Maybe it was some subconscious testosterone forcing me to look strong with the boys, but I can honestly say I tried harder to do everything up to par.
But even if I had tried to slack while lining up with the Bearcat ballers, it wasn’t going to be a walk in the park.
First came the half hour that will make me hate trainer Darrel Dryden for the rest of my life. What he’s doing for these kids, as he did for the volleyball team, in indispensable. There is no doubt in my mind it will make for fitter, more prepared teams. But, I considered taking a dumbbell across his face 20 minutes into practice.
First, he had us take 20 pound weights (I ended up with 30, thanks guys) and do leg dips while holding one in each hand. Three sets of 12 dips. About 27 dips in I remember distinctly as Bill Cosby walked up, removed my legs, replaced them with Jell-O and asked one of the freshman to say a darnedest thing.
Then came the circus equipment. Dryden paraded out three black stands, the kind that elephants would cram four legs onto while hanging out with Barnham and Bailey. I don’t know how tall they actually were, but in my mind they were approximately 17 feet in height. First, I had to jump up onto each one. Oh, I forgot, the fourth one was taller. I kept waiting to catch the toes of my new Jordans on the lip of the final, metal, stand and then spend the next five minutes collecting bits of molar off the carpet.
After more sets of jumping every which way, we stretched. I’ve never enjoyed stretching more. It was cathartic, splendid. But soon we left the soothing world of stretching and met in the gym for shooting and dribbling drills. Other than not understanding most of the drills I was taking part in (and occasionally causing mass confusion) I thought I was doing all right.
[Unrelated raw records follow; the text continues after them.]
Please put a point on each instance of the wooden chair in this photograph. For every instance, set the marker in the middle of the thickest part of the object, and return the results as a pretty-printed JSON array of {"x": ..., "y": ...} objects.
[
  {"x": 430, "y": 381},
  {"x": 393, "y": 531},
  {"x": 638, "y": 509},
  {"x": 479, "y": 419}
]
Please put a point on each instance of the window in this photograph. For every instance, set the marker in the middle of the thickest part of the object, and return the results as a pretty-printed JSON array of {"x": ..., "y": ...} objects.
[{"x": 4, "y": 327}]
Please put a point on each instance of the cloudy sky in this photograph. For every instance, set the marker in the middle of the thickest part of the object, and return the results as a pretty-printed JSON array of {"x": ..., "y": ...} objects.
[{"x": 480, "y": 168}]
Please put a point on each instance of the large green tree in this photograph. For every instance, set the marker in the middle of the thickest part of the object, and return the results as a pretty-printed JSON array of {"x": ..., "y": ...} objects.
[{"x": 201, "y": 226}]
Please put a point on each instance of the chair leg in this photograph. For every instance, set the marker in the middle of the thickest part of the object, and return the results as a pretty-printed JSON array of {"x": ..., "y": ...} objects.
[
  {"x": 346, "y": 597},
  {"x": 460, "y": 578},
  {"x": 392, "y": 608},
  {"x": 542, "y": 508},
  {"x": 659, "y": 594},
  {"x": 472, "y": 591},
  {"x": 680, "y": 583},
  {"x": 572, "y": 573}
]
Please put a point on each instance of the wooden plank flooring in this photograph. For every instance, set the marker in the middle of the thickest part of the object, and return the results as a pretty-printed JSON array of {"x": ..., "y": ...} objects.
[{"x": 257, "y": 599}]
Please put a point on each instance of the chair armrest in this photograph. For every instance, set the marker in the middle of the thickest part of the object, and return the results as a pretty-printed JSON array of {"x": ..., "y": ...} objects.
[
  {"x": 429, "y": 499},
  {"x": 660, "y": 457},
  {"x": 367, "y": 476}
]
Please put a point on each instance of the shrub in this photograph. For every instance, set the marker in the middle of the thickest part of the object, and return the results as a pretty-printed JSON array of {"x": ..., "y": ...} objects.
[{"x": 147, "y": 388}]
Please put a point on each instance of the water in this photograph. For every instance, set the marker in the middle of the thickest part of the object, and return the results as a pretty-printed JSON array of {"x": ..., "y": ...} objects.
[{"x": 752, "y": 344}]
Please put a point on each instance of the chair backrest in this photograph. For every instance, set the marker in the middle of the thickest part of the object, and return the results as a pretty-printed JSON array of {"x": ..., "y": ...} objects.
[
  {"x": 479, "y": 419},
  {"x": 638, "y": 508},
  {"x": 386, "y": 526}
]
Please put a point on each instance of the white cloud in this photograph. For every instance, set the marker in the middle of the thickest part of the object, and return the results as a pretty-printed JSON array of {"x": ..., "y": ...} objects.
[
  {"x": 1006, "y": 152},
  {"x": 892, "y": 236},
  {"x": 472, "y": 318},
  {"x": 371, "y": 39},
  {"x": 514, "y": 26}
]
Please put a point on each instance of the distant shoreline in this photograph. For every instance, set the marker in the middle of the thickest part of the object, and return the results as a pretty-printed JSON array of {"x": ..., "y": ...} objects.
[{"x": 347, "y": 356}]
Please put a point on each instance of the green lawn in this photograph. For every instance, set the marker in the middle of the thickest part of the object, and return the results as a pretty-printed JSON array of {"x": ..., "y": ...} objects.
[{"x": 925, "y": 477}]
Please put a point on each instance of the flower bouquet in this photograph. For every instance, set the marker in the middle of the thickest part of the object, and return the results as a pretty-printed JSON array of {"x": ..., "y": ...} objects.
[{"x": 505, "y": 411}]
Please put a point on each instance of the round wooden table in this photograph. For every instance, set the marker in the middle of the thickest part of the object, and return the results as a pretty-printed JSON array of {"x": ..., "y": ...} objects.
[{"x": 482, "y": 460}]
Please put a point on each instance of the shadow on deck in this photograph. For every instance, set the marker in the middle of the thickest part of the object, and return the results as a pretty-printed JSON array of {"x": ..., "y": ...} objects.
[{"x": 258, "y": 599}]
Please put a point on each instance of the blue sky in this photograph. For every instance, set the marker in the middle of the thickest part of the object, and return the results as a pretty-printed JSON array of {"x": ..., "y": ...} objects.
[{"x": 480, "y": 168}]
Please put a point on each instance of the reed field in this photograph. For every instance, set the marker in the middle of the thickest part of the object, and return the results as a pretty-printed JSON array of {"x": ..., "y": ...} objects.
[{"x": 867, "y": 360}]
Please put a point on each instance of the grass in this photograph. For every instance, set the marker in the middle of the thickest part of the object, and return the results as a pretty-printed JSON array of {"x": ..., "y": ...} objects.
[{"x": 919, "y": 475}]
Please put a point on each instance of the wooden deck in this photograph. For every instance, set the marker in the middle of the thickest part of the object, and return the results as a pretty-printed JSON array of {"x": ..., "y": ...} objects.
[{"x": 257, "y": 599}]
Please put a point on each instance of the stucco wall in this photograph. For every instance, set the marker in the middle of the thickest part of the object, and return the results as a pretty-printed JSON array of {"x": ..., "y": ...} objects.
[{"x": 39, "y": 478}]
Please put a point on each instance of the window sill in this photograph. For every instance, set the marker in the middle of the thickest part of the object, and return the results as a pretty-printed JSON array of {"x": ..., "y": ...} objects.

A couple more drills, taking passes at the the three point line and shooting or shot-faking. I decided not to unveil those hot-buttered rolls I call jumpers, instead bringing only my erratic, two-handed heaver.
It was the weave that got me. Merely an hour into practice I had just finished running a three-man weave up and down the court twice with assistant coaches Brandon Gilbreath and Michael Felton. We were supposed to do one more. Not me. I bolted.
I ran out the door under the staircase at the back of the gym. I took two steps to my right, towards the bathroom near the desk. I quickly thought ‘I’ll have to aim.’ I quickly spun, probably my best ankle-breaking cut of the night, and bee-lined for the door.
All I can hear is Rob Colomb hollaring “We got a puker!”
I burst out the door a frantic mess. I have destroyed all photo proof. To the janitors: I am very sorry about your door and courtyard. I truly am.
Amazingly, I after some time spent freshening up in the lavatory (you don’t want me to be any more specific), I returned and made it through the remainder of practice unscathed. In fact, by the end I was feeling so good I decided to stick around play several full-court games of pickup ball.
I finally got home around 8:30, scarfed down most of a frozen pizza in a pathetic attempt to return strength to my ailing body. I fell asleep on the coach. Just after midnight I awake and 48 hours of tottering around like a pigeon commence.